19. Sitzung des 7. Sächsischen Landtags, Mittwoch, 16.12.2020, TOP 11

– Es gilt das gesprochene Wort –

 

Sehr geehrter Herr Präsident,
liebe Kolleginnen und Kollegen,

gerade in den letzten Monaten haben uns immer wieder Ereignisse erschrocken, die offenbart haben, dass wir in unseren Sicherheitsbehörden ein Problem mit rassistischen Einstellungen haben. Seitdem wir über rechtsextreme Chats, aber auch vor allem mit Blick auf andere Staaten über rechtsextreme Polizeigewalt reden, treibt viele Menschen zurecht die Frage um, wie anfällig ausgerechnet Bedienstete der Sicherheitsbehörden für rechtsextreme Einstellungen sind.

Deutlich sichtbar wurde diese Sorge, als auch in Deutschland viele Menschen unter dem Thema „Black Lives Matter“ auf die Straße gingen, um gegen rassistische Diskriminierung zu demonstrieren und auch eine klare Erwartungshaltung an den Umgang mit rassistischen Vorfällen in den Sicherheitsbehörden in der Bundesrepublik deutlich gemacht haben.

Liebe Kolleginnen und Kollegen,
Rassismus ist ein gesamtgesellschaftliches Problem: 56 Prozent der Befragten im sogenannten Sachsen-Monitor 2018 gaben an, dass sie sich überfremdet fühlen. In der Autoritarismusstudie aus diesem Jahr lag die überwiegende Zustimmung zu dieser Aussage in Sachsen sogar bei über 60 Prozent.

Wenn Rassismus ein großes Problem in unserer Gesellschaft darstellt und die Polizei – wie es oft heißt – ein Spiegel dieser Gesellschaft ist, so haben auch eine gewisse Zahl an Polizistinnen und Polizisten zweifelsohne rassistische Einstellungen.

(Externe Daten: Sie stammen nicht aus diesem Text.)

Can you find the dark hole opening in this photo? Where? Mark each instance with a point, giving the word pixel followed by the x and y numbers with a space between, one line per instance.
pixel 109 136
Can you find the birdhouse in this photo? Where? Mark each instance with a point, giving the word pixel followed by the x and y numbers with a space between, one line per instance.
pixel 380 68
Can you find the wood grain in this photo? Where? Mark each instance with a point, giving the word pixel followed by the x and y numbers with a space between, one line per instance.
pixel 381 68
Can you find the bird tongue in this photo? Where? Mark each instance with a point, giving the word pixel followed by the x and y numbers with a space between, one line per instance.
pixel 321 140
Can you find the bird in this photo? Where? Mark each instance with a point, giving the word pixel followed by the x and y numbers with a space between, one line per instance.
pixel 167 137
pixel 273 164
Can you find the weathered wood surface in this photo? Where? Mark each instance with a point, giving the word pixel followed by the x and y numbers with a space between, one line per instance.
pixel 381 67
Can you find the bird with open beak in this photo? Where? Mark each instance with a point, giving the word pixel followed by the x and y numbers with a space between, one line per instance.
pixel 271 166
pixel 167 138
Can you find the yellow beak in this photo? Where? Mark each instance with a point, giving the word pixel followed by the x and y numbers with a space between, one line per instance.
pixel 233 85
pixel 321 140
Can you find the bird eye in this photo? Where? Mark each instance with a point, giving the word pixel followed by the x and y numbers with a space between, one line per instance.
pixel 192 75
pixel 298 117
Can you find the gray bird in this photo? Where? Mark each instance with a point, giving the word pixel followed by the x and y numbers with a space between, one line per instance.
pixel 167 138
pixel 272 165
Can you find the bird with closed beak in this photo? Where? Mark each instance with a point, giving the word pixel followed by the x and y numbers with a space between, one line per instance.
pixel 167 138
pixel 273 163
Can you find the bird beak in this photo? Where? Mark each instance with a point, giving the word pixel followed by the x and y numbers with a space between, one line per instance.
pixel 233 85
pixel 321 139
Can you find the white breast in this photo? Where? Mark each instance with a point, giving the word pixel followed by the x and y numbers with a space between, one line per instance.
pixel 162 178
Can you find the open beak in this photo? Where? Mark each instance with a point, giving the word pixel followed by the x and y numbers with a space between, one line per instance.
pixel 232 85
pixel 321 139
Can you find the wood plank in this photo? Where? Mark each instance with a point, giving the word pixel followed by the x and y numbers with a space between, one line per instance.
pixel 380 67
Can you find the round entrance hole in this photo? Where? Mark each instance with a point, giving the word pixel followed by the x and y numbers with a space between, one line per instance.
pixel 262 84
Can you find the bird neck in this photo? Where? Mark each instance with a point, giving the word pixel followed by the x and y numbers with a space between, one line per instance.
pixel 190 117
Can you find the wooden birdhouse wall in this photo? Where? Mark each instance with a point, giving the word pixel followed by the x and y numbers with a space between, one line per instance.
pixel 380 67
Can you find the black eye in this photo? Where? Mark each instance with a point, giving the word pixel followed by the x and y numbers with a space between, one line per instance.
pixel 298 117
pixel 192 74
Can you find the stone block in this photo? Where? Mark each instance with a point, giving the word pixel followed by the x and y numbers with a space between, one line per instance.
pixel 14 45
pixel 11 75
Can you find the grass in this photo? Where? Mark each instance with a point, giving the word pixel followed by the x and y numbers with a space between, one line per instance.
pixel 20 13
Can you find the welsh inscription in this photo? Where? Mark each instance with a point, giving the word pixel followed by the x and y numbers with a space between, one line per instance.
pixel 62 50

An dieser Stelle könnte man es bewenden lassen. Aber so einfach ist es nicht.

Denn zum einen ist die Polizei eben kein genaues Abbild der Gesellschaft, genauso wenig wie es Sozialarbeiter*innen, Investmentbanker*innen oder auch dieser Landtag sind. Und zum anderen ist die Polizei Trägerin des staatlichen Gewaltmonopols – sie setzt Recht und Sicherheit notfalls mit körperlichem Zwang durch.

Wenn Menschen, die das Gewaltmonopol des Staates vertreten, nicht zweifelsfrei auf dem Boden des Grundgesetzes stehen, dann haben wir ein Problem.

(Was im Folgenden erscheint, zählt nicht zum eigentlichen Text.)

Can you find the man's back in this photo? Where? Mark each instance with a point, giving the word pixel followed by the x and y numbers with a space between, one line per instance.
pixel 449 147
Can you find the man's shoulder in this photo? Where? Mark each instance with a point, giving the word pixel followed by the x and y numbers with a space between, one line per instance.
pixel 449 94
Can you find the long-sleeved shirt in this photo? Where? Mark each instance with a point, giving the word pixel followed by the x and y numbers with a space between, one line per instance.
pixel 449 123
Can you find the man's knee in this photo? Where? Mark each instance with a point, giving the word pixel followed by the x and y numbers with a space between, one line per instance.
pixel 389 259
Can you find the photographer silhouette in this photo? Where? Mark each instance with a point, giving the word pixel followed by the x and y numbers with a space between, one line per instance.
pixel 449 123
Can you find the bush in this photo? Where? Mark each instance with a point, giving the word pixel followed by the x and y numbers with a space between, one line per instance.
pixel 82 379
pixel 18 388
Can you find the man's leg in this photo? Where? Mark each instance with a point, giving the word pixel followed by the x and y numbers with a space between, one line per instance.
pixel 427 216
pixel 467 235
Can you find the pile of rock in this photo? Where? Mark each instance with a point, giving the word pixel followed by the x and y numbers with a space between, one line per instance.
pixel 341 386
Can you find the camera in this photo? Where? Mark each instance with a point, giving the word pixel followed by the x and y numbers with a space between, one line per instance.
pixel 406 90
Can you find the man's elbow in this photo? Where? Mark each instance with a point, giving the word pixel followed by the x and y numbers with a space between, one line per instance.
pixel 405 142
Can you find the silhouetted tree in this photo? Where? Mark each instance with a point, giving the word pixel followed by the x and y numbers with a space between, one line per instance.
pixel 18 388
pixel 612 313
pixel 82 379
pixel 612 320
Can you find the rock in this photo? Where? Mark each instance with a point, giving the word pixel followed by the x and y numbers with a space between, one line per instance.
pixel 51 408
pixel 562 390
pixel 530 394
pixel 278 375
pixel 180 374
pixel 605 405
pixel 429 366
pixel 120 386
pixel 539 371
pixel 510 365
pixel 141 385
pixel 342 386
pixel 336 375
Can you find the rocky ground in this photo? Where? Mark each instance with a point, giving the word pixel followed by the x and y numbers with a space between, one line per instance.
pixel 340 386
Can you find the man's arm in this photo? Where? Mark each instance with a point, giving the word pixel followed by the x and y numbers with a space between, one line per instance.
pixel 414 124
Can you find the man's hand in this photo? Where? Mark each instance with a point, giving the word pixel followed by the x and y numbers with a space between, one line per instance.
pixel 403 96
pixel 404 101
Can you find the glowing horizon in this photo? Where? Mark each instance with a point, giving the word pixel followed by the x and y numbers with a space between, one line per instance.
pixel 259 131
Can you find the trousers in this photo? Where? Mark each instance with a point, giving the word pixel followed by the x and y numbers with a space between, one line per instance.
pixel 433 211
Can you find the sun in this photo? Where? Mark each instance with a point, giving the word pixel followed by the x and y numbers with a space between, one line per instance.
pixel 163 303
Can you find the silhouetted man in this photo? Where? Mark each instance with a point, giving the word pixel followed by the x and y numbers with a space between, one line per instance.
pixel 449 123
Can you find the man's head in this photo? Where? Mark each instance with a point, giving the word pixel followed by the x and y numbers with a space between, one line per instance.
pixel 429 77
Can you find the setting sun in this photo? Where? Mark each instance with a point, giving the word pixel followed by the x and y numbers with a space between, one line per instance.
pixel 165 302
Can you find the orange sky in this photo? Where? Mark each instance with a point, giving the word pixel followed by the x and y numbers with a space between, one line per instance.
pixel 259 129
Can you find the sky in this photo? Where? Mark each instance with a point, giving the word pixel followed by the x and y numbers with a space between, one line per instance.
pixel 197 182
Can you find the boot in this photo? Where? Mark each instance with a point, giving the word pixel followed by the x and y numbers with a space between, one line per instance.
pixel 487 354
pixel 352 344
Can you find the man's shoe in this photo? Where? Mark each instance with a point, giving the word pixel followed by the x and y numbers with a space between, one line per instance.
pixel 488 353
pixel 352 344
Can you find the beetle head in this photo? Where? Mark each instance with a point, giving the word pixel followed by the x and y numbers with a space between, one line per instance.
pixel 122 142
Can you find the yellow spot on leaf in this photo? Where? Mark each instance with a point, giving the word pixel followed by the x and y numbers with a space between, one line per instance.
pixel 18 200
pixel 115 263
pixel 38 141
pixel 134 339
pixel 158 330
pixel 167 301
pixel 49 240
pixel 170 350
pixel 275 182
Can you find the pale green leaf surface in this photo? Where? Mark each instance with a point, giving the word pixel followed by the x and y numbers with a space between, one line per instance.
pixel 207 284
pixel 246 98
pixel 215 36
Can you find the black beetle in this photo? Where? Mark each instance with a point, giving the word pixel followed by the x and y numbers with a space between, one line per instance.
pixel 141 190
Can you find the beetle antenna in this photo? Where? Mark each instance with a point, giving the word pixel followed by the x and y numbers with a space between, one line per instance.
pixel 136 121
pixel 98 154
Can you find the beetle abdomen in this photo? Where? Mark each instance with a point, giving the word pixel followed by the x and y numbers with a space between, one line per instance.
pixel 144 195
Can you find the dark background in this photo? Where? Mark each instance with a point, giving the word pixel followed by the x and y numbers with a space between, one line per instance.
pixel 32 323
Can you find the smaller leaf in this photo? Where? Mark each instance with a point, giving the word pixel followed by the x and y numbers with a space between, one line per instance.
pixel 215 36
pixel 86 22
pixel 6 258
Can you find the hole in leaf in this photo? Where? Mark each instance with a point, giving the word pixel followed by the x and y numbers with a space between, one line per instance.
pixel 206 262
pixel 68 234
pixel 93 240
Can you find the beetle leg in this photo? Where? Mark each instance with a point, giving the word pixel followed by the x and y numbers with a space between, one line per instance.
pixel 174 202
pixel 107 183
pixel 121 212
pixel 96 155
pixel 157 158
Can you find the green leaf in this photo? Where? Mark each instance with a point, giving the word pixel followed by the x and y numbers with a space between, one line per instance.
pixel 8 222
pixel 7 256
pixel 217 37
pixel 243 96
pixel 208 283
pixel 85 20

Wer in rechtsextremen Chats unterwegs ist, der wird wohl kaum mit der notwendigen Klarheit gegen rechtsextreme Strukturen vorgehen.

Keinen aufrechten Demokraten kann es daher kalt lassen, wenn ausgerechnet Träger des staatlichen Gewaltmonopols unter Verdacht stehen, menschenfeindlichen Ideologien nahezustehen. Eine Polizei in einem demokratischen Rechtsstaat muss über jeden Zweifel an ihrer rechtsstaatlichen Integrität erhaben sein!

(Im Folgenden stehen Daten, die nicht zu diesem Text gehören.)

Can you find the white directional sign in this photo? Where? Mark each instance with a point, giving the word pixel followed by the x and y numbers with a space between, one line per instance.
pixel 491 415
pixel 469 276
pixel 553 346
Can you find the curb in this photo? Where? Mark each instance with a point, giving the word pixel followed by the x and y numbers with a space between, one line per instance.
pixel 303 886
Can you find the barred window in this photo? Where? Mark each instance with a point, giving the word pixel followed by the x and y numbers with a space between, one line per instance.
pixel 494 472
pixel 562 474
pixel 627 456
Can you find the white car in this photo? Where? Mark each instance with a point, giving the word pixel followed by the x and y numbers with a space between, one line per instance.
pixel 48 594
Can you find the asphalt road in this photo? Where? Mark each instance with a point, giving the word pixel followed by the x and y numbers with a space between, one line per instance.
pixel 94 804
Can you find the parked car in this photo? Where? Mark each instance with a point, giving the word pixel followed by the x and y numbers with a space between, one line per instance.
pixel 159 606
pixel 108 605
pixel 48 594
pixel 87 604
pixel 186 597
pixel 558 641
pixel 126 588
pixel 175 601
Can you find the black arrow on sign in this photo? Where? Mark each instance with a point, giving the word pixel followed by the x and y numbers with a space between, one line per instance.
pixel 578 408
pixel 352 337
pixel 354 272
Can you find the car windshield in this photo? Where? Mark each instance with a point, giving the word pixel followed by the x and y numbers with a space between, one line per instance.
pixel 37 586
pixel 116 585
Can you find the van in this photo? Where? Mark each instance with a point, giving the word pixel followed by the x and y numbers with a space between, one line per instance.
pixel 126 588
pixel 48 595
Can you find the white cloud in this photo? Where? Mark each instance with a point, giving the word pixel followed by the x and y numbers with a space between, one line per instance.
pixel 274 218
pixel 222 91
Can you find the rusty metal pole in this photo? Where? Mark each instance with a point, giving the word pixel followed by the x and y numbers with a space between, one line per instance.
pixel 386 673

Liebe Kolleginnen und Kollegen,
ein Schritt zu einem besseren Vorgehen gegen menschenfeindliche Einstellungen in Sicherheitsbehörden ist zweifelsohne, Klarheit zu schaffen. Klarheit darüber, wie weit diese Einstellungen tatsächlich in Sicherheitsbehörden verbreitet sind. Eine solche Klarheit ist übrigens das Gegenteil von Generalverdacht. Sie würde einem Generalverdacht mit konkreten Fakten entgegenwirken.

Wir BÜNDNISGRÜNE haben uns daher bereits in den Koalitionsverhandlungen für eine Einstellungsstudie bei der Polizei stark gemacht haben, diese Forderung aber nicht im Koalitionsvertrag vereinbaren konnten. Und wir haben diese Forderung vor dem Hintergrund jüngsten Debatten nochmals an die Koalitionspartner herangetragen.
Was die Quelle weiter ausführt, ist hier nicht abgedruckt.